O Expanding the amount of classes available would add even greater variety to the gameplay. So long as they’re carefully balanced with the rest of the classes, it wouldn’t upset the balance of the game. Why not add a flying or jetpack class that would take advantage of the verticality of many of the maps. It would also fit in well with the tech and atmosphere of the game’s aesthetics.


O Fix the game breaking glitches that allow player to get through walls or on top of the “skybox”.


O Change some of the points in Hydro to make them more balanced, as current design of the map leads to each iteration being balanced differently, which frequently results in specific iterations of the map largely favoring one team over the other.


O Add more maps or allow for different gametypes to take place in already available maps where they’d work (e.g. Capture the flag on Well).

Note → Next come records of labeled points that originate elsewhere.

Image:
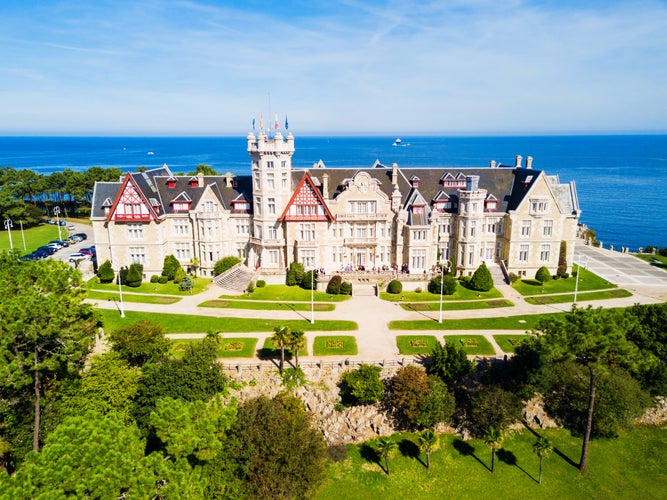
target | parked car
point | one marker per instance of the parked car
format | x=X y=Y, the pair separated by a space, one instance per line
x=78 y=256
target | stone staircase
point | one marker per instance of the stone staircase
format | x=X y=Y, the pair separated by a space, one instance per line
x=235 y=279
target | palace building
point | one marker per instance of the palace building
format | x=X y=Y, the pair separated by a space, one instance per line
x=337 y=219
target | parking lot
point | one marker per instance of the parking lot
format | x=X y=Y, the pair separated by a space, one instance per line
x=622 y=269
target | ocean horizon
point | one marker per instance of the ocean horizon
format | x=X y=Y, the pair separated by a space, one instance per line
x=620 y=178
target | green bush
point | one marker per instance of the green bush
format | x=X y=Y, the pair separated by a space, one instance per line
x=169 y=267
x=133 y=278
x=333 y=288
x=295 y=274
x=481 y=280
x=543 y=275
x=394 y=287
x=224 y=264
x=179 y=275
x=309 y=280
x=106 y=273
x=448 y=285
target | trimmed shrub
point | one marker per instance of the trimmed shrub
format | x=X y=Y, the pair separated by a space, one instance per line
x=482 y=280
x=224 y=264
x=295 y=274
x=333 y=288
x=133 y=277
x=543 y=275
x=394 y=287
x=106 y=273
x=179 y=275
x=170 y=266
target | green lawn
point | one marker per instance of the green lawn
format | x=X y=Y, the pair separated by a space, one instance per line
x=587 y=281
x=411 y=345
x=286 y=293
x=265 y=305
x=35 y=237
x=185 y=323
x=615 y=293
x=130 y=297
x=147 y=287
x=632 y=466
x=508 y=343
x=461 y=293
x=233 y=347
x=456 y=306
x=269 y=350
x=473 y=345
x=338 y=345
x=519 y=322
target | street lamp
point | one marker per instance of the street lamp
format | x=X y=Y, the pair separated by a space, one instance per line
x=8 y=226
x=312 y=295
x=576 y=281
x=25 y=248
x=56 y=212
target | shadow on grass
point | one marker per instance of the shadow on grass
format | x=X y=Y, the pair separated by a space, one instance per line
x=556 y=450
x=371 y=455
x=409 y=448
x=467 y=450
x=509 y=458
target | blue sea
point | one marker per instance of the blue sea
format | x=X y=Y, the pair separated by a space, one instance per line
x=621 y=179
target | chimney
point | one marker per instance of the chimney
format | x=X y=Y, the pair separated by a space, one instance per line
x=472 y=182
x=325 y=186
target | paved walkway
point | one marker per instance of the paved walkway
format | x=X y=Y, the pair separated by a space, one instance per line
x=376 y=342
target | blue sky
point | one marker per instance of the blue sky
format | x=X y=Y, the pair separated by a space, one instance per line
x=168 y=67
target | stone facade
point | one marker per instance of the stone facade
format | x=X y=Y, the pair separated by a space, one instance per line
x=411 y=219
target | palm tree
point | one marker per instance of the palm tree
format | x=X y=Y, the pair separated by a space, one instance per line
x=297 y=340
x=428 y=441
x=280 y=339
x=386 y=449
x=542 y=447
x=493 y=438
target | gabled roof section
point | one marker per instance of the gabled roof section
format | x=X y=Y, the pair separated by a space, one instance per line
x=131 y=193
x=306 y=194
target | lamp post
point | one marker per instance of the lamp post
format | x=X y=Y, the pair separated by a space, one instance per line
x=576 y=281
x=25 y=248
x=312 y=295
x=8 y=226
x=56 y=212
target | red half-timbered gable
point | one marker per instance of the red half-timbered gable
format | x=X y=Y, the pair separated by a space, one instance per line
x=306 y=204
x=130 y=205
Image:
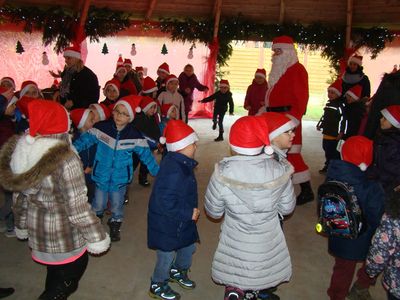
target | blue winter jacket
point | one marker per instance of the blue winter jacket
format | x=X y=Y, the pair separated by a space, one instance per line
x=174 y=196
x=113 y=167
x=371 y=199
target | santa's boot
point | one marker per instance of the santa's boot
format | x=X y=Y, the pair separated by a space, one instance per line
x=306 y=194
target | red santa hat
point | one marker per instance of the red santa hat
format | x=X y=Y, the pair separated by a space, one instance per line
x=261 y=72
x=166 y=109
x=115 y=83
x=164 y=68
x=357 y=150
x=79 y=116
x=131 y=103
x=178 y=135
x=392 y=114
x=249 y=135
x=224 y=83
x=102 y=109
x=73 y=51
x=357 y=59
x=278 y=123
x=147 y=103
x=283 y=42
x=336 y=87
x=9 y=80
x=45 y=118
x=355 y=92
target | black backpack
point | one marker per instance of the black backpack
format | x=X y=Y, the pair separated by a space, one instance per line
x=340 y=214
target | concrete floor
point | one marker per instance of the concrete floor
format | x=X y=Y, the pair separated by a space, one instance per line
x=124 y=272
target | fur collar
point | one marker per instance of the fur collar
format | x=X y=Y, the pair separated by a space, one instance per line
x=23 y=166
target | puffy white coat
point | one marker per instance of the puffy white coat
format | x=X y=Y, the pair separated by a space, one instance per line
x=251 y=191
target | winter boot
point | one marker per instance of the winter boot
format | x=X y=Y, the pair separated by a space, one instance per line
x=180 y=277
x=163 y=291
x=306 y=194
x=115 y=234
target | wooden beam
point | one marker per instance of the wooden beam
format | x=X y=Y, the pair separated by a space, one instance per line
x=150 y=10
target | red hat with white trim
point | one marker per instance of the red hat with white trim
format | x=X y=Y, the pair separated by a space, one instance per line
x=355 y=92
x=278 y=124
x=102 y=109
x=392 y=114
x=131 y=103
x=282 y=42
x=357 y=59
x=178 y=135
x=73 y=51
x=336 y=87
x=45 y=118
x=249 y=135
x=164 y=68
x=357 y=150
x=261 y=73
x=79 y=116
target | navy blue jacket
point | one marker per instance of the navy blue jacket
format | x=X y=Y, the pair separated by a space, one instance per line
x=371 y=199
x=174 y=196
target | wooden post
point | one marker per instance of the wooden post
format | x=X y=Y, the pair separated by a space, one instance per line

O Allow for more communication from players without microphones. The PC version does this with a type chat and several shout commands that players can use to express themselves, without the use of a microphone. Opening up a scroll wheel of shout commands if the player presses a direction on the d-pad would enable players to quickly communicate with each other. The d-pad is used for switching weapons in game, but every class only has 3 weapons, so one direction (usually left) is never used.